Approximately 20% of the biomedical research in Britain is done at the University College of London, according to Roger Ordidge of the department of medical physics at UCL. He said the whole-body 4.7-tesla scanner is the highest field scanner in all of Europe. Ordidge is leading the University College of London team in its work with the new scanner.

"One of the things you can look at is the functional activation of the brain.

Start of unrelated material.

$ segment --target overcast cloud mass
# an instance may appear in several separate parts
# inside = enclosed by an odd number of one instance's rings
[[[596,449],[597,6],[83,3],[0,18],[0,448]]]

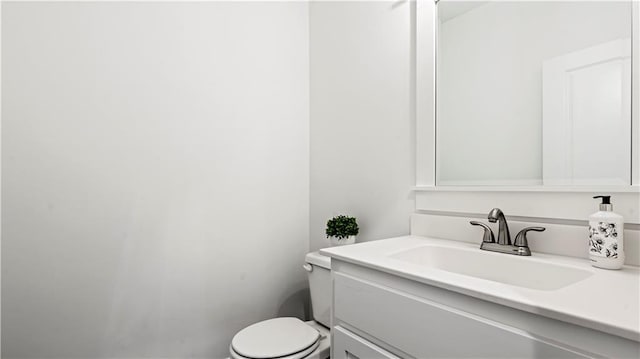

We have already found the higher field has a much larger signal than low-field machines provide," Ordidge said.

Eastwood said Marconi has no current plans to market the 4.7-tesla scanner.

"There is always a possibility, but no more than that," she said.

Cambridge, Oxford, and Nottingham Universities all have 3-tesla MR scanners for research purposes, Ordidge said.

GE Medical Systems and Philips are working with U.S. universities on research projects with their imaging equipment as well.

Last month, GE Medical Systems and Ohio State University announced they will collaborate to develop an institute where researchers on OSU's Columbus campus can address imaging issues that cross several medical specialties, including cardiology, radiology, oncology, and surgery.

GE and OSU signed a master agreement in early April establishing the terms for technology licensing and research, as well as for the acquisition of GE imaging equipment by the university (SCAN 5/10/00).

Last July, Philips Medical Systems announced it would partner with the radiology department at the University of California, San Francisco to explore the emerging field of MR-guided endovascular work for cardiac, neurological, and whole-body applications.

UCSF has signed a letter of intent to purchase Philips' top-end MR system, the 1.5-tesla Gyroscan ACS-NT. The ACS-NT is modified for interventional MR work. Included in the letter of intent is the Integris V5000, Philips' top-end vascular x-ray system.

The systems will be installed in adjacent rooms that can turn into one interventional MR and vascular x-ray suite. As part of the agreement, a Philips Tomoscan portable CT system will also be installed in UCSF's intensive care unit. It can potentially be used for surgery at the hospital.